3. Om woningen binnen de bebouwde kom beter te beschermen, geldt een strengere regeling. De afstand van de gevel van een bestaande stal tot een woning binnen de bebouwde kom moet minimaal 50 meter bedragen. Als de afstand van de openingen in die stal (emissiepunten) tot die woning minder dan 100 meter is, kan er alleen voor melkrundveehouderijbedrijven afgeweken worden van de wettelijke afstandsnormen. Een melkrundveehouderijbedrijf mag dan uitbreiden tot maximaal 150 stuks grootvee, met daarbij horend jongvee (maximaal 105 stuks). Voor nieuwe stallen geldt de wettelijke regeling: een nieuwe stal mag ook op 50 meter van een woning binnen de bebouwde kom liggen, maar openingen in die stal (emissiepunten) moeten op minimaal 100 meter van die woning liggen. Als een melkrundveehouderij uit wil breiden tot meer dan 150 stuks grootvee, zullen alle stallen die gebruikt worden, moeten voldoen aan de wettelijke afstandseisen tot woningen in de bebouwde kom.

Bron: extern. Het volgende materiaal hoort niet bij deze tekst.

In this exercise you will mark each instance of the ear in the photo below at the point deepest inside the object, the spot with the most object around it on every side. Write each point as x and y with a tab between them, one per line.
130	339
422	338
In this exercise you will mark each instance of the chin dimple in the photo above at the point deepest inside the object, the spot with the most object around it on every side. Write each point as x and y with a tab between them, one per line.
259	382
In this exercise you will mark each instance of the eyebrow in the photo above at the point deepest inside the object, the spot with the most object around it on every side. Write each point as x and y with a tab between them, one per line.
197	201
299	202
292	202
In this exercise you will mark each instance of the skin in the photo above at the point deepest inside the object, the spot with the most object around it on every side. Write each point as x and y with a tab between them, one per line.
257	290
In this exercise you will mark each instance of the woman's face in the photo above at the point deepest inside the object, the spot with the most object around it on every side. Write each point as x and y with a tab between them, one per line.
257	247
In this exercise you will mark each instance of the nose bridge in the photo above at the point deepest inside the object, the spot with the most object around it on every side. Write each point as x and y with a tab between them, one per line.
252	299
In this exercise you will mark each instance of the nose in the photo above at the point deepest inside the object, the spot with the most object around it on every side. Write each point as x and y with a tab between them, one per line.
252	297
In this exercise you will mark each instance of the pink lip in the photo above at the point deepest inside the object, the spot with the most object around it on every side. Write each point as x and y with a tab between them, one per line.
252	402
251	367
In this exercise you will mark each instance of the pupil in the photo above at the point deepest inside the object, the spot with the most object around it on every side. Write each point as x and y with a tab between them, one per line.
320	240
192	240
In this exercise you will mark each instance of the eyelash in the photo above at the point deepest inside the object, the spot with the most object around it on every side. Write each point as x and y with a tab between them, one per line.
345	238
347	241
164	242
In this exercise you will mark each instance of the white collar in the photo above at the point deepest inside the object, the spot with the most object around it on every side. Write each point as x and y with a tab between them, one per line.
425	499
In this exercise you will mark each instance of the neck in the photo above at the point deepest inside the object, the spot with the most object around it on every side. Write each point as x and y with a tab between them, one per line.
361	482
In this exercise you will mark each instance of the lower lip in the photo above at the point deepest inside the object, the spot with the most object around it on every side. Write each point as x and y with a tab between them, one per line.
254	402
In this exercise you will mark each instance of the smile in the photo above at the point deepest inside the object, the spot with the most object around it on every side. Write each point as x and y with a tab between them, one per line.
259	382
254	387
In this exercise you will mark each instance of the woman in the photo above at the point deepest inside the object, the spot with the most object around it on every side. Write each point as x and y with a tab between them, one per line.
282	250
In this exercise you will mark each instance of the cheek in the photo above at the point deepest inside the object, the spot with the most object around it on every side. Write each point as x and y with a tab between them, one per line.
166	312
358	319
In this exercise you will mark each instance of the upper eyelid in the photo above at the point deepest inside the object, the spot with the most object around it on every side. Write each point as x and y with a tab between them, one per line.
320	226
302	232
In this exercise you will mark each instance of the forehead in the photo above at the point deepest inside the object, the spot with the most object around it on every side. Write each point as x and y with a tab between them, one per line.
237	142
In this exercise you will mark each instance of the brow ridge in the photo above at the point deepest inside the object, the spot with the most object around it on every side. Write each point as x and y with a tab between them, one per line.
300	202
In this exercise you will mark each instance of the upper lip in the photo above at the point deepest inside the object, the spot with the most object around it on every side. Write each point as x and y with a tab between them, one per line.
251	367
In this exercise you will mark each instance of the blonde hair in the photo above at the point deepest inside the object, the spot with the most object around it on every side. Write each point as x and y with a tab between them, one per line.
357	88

Voor de exacte regeling wordt verwezen naar de stukken die vanaf 11 december 2008 ter inzage liggen bij de Balie Ruimte. De wet geurhinder en veehouderij geeft geen definitie van de bebouwde kom. Wel wordt aangegeven dat gekeken moet worden naar wat vanuit de ruimtelijke ordening als bebouwde kom wordt beschouwd. Dit hoeft niet samen te vallen met de borden van de bebouwde kom aan de weg. Er is een kaart gemaakt waarop globaal is aangegeven welke gebieden als bebouwde kom zouden kunnen worden aangemerkt. Deze kaart geldt als richtlijn, maar de concrete beoordeling (wel of niet bebouwde kom) vindt pas plaats in een procedure voor een milieuvergunning of bij een planologische procedure. Deze kaart is ook ter inzage gelegd. Heeft u vragen over de conceptverordening, dan kunt u bellen met het telefoonnummer 695766. Tot en met 21 januari 2009 kan iedereen reageren op de conceptverordening. Dat kan schriftelijk door een reactie te sturen aan het college van burgemeester en wethouders. Wilt u mondeling reageren dan kunt u daarvoor een afspraak maken via telefoonnummer 0594-695766 . Het college van burgemeester en wethouders beoordeelt alle reacties en kan op basis daarvan de conceptverordening aanpassing. Vervolgens wordt dat voorstel voorgelegd aan de gemeenteraad. De gemeenteraad beslist over de verordening.